Latin America Is Poised for Slower Growth
September 26, 2013 Leave a comment
September 25, 2013, 5:12 p.m. ET
Latin America Is Poised for Slower Growth
Potential U.S. Taper, Lower Commodity Prices Weigh on Gains
DAN MOLINSKI
BOGOTA—Latin America is poised for one of its slowest economic growth rates in a decade this year, a top official at the International Monetary Fund said Wednesday, as the U.S. signals that its easy-money policies that helped prop up the region could begin to taper off amid a drop in commodity prices. “We’ve already seen a significant slowdown in the region’s economies during the first half of this year,” Alejandro Werner, director of the Washington-based IMF’s Western-hemisphere department, said at a conference in Bogota. “Except for 2009, when Latin American economies shrank due to the global financial crisis, this year will see the lowest growth rate in 10 years.”Mr. Werner’s comments indicate the IMF could slash its official forecast for Latin American growth this year to less than 3% in its October report. The IMF’s May report pegged 2013 growth at 3.4%, up from 3% last year.
The IMF official, speaking to reporters after the conference, also said it is likely the U.S. Federal Reserve took into account how its actions would affect the global economy when it said last week it would continue its yearslong program of buying billions of dollars in government bonds to help boost the U.S. economy.
Most market observers expected the Fed to begin to taper its bond-buying, given that the central bank had previously suggested this was its plan as long as the U.S. economy continued to display a firm recovery path. The Fed’s surprising move to back off on the tapering led some to speculate that its decision-making also took into account how a reduction in bond-buying might affect countries outside the U.S. that were hurt when the Fed first began talking about its plans a few months ago.
“The Fed’s monetary policy responds first and foremost to developments in the U.S. economy, even if, as Chairman [Ben] Bernanke recently said, they watch global developments carefully,” Mr. Werner said. He added that while the IMF supports the idea that the Fed would consider how its decisions impact global markets, it didn’t lobby or try to pressure the Fed in closed-door meetings to keep the bond-buying program at full throttle to support emerging markets that suffered when the Fed began talking about possible tapering several months ago.
The IMF official, who served as Mexico’s deputy finance minister from 2006 to 2010, pointed to disappointing gross domestic product growth in his homeland, Latin America’s second-largest economy after Brazil, as one reason the IMF plans to revise downward its 2013 regional growth forecast. Mexico’s government now expects its economy to grow just 1.8% this year compared with a 3.1% forecast in July.

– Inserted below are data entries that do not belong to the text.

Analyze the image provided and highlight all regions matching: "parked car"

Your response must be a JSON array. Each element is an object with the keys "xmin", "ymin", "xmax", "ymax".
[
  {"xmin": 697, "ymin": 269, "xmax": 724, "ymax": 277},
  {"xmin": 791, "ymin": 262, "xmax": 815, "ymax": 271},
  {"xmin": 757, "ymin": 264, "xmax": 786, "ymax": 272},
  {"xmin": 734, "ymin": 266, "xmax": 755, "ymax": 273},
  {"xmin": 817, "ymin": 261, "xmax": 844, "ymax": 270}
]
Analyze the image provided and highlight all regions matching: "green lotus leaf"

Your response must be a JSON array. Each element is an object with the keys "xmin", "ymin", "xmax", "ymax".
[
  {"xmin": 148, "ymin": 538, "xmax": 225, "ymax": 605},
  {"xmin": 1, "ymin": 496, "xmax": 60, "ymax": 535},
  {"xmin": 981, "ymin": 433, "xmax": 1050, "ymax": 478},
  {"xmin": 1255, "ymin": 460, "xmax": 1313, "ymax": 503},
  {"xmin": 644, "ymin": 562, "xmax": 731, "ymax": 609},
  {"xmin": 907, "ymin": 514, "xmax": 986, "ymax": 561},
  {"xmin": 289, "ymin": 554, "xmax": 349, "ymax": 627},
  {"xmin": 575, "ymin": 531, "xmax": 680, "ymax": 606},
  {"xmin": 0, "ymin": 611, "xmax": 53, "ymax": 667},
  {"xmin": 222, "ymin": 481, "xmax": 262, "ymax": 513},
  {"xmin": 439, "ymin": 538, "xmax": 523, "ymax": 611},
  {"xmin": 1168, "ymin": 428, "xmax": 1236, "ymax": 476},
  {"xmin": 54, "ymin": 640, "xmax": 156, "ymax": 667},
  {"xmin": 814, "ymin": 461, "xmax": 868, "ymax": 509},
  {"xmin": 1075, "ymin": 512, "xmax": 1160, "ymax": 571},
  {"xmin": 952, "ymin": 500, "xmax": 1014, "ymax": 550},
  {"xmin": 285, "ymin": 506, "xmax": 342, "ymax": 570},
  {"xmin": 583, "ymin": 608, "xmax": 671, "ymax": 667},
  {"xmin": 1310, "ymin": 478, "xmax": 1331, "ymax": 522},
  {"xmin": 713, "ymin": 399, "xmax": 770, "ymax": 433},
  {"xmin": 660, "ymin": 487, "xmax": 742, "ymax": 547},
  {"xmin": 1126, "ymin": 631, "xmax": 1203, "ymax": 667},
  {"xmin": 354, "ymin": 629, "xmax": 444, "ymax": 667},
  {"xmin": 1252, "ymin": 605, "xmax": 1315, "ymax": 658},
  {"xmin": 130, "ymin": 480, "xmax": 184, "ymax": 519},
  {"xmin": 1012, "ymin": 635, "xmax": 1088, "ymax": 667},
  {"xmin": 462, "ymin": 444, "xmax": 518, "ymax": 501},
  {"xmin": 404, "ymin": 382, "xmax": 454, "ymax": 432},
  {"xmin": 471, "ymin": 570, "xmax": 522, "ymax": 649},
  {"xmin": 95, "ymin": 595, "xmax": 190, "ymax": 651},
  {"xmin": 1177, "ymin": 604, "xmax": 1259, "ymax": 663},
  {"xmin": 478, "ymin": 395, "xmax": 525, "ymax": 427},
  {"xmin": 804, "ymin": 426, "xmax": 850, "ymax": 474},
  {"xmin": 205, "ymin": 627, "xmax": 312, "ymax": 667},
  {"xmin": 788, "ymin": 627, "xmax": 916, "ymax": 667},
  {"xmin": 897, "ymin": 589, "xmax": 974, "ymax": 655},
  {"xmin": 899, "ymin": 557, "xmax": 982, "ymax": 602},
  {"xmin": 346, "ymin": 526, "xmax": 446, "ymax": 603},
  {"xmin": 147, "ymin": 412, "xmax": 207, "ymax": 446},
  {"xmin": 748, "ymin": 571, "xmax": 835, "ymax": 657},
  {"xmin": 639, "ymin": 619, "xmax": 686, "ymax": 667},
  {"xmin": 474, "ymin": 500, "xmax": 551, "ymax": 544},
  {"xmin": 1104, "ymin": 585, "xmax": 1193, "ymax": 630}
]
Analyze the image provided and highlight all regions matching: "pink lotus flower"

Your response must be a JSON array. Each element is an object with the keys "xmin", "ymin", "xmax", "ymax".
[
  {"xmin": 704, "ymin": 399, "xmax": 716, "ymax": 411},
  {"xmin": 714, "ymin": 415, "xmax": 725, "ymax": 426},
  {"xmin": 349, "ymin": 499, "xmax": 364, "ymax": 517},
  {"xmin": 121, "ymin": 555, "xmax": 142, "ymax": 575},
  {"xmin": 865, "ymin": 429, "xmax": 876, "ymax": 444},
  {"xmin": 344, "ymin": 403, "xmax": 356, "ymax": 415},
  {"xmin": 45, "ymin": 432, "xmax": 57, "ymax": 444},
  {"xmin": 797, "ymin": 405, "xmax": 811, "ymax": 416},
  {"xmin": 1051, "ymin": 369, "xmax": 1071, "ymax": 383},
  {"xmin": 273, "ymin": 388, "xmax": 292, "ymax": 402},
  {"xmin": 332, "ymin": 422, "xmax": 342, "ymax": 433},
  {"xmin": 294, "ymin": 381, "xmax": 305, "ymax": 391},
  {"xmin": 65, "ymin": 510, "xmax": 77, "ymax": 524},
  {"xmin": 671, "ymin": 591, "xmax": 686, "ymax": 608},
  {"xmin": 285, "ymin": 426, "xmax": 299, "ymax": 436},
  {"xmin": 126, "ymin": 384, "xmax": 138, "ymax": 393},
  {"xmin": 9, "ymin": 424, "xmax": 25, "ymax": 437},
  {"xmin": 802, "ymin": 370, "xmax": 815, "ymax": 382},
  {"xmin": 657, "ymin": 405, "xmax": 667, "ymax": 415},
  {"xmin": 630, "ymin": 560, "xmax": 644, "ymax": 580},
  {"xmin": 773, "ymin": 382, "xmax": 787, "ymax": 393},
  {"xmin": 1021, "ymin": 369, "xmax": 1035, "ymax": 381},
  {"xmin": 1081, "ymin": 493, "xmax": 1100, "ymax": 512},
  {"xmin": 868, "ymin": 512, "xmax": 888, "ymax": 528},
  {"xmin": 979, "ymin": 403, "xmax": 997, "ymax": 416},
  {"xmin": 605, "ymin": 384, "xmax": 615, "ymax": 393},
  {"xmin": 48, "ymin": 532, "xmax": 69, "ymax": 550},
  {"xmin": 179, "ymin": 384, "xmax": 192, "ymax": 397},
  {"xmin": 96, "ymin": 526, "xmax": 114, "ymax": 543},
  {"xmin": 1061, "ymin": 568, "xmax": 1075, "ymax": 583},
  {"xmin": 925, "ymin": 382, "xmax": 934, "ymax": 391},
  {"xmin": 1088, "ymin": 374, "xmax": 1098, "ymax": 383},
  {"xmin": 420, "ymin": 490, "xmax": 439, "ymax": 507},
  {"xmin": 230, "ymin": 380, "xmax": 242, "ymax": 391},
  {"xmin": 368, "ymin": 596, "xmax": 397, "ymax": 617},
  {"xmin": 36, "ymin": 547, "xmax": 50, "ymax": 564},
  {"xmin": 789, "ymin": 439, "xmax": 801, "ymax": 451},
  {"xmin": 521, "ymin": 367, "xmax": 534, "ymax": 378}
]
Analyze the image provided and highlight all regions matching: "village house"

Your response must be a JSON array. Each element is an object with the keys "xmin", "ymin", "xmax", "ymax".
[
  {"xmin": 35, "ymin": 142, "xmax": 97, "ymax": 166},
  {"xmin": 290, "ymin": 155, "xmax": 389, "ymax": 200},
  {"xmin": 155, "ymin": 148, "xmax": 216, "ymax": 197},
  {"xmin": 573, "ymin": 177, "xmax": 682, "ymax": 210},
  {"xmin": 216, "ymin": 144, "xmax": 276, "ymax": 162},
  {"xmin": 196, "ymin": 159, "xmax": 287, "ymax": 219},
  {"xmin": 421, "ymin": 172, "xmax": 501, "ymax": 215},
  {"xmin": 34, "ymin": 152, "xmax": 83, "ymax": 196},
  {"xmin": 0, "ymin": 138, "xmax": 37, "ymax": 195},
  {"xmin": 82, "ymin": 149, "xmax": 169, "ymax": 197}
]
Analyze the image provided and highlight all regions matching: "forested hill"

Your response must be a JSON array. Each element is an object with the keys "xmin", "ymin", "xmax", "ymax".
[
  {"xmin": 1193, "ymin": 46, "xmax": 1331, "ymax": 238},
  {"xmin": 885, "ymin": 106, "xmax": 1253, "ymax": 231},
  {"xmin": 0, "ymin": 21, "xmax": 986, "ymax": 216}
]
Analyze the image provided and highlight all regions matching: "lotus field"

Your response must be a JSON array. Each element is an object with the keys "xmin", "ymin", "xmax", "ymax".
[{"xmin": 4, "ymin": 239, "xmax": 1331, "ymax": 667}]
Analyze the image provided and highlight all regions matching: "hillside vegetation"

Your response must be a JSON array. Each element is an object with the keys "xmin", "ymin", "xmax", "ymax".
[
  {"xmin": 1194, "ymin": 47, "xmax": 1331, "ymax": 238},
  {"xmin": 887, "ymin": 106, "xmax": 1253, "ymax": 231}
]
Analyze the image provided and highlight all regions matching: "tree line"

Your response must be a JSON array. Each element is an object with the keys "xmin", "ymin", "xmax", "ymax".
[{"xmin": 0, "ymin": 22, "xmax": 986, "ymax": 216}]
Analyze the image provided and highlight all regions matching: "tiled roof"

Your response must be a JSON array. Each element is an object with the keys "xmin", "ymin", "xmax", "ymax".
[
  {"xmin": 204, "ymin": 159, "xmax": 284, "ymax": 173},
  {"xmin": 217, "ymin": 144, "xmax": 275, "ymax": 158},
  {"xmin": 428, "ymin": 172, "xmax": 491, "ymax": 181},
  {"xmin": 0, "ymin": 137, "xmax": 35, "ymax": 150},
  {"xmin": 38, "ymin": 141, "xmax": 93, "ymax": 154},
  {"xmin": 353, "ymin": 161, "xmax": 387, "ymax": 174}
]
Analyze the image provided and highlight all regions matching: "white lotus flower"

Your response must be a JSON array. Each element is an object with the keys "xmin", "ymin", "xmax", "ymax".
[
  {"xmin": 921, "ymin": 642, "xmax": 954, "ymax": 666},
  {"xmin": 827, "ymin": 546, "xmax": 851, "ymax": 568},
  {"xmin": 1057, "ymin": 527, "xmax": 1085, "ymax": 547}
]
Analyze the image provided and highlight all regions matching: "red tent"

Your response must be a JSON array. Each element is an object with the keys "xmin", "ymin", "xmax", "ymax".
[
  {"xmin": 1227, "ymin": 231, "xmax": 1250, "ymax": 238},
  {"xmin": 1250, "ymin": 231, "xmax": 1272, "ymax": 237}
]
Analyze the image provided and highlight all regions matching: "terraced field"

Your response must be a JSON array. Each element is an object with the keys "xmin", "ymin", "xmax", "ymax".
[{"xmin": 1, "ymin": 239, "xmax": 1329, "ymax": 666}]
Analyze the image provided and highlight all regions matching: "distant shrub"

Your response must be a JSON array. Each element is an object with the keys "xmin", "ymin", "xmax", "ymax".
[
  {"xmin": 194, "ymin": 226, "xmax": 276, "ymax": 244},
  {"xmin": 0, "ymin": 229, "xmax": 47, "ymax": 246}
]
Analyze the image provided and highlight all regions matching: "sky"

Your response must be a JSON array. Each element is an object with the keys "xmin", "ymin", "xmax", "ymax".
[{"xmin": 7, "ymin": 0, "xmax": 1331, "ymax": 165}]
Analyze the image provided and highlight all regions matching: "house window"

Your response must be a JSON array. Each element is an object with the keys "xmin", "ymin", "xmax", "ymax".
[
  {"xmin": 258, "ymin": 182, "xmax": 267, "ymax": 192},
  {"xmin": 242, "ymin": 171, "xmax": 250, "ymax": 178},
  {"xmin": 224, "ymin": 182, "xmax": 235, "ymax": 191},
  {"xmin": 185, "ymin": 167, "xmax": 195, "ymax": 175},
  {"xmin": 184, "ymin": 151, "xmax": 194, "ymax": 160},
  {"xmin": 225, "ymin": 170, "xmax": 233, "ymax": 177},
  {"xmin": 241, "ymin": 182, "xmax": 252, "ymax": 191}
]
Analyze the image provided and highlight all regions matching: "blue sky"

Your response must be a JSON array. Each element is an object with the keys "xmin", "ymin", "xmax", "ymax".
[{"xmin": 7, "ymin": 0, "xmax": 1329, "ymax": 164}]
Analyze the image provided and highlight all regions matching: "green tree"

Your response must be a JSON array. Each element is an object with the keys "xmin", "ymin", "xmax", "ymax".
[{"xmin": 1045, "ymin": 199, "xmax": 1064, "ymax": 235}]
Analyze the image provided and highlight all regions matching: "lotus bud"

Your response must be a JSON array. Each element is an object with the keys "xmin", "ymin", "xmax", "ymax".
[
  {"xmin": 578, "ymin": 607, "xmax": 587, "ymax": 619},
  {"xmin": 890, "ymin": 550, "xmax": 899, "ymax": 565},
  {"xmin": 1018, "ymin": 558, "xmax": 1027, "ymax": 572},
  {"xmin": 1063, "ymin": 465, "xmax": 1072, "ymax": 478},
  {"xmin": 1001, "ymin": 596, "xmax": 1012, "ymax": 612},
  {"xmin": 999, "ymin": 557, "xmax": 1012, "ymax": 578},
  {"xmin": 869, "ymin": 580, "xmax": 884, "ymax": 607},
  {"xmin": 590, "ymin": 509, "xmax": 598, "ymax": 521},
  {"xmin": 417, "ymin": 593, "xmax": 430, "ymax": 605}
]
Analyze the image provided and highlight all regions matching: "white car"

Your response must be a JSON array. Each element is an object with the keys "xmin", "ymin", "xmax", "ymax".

Latin America enjoyed strong expansion over the past decade, averaging about 4.5%, compared with 2.8% in the 1980s and 1990s. This has allowed millions of people to pull themselves out of poverty and has driven unemployment rates to record lows.
But the bulk of those gains came from external factors, including a boom in demand and in prices of the commodities Latin America produces, such as coal, iron, soy, copper, gold and coffee. The prices for these raw materials have fallen sharply over the past year amid lower demand from China.
Latin American leaders have for decades acknowledged the need to find ways to build economies that could allow the region to maintain high growth rates on its own without relying on erratic commodity prices in global markets.
Mr. Werner said little has been achieved on that front. “The region still depends heavily on the prices of raw materials,” he said.
In Colombia, nearly 600,000 families rely on coffee farming as their only source of income, and prices for the fine arabica coffee beans they produce have plunged to a four-year low and are down 32% in the past 12 months. This drop has led to two major protests this year by coffee farmers who demanded to be compensated with higher government subsidies.
Colombia’s government relented and promised more subsidies.
But the IMF’s Mr. Werner warned that Latin American governments need to keep an eye on public spending as they seek solutions to the slowdown.
Latin America’s “fiscal situation is worse than before the [2008 financial] crisis,” Mr. Werner said, noting that current account deficits are widening.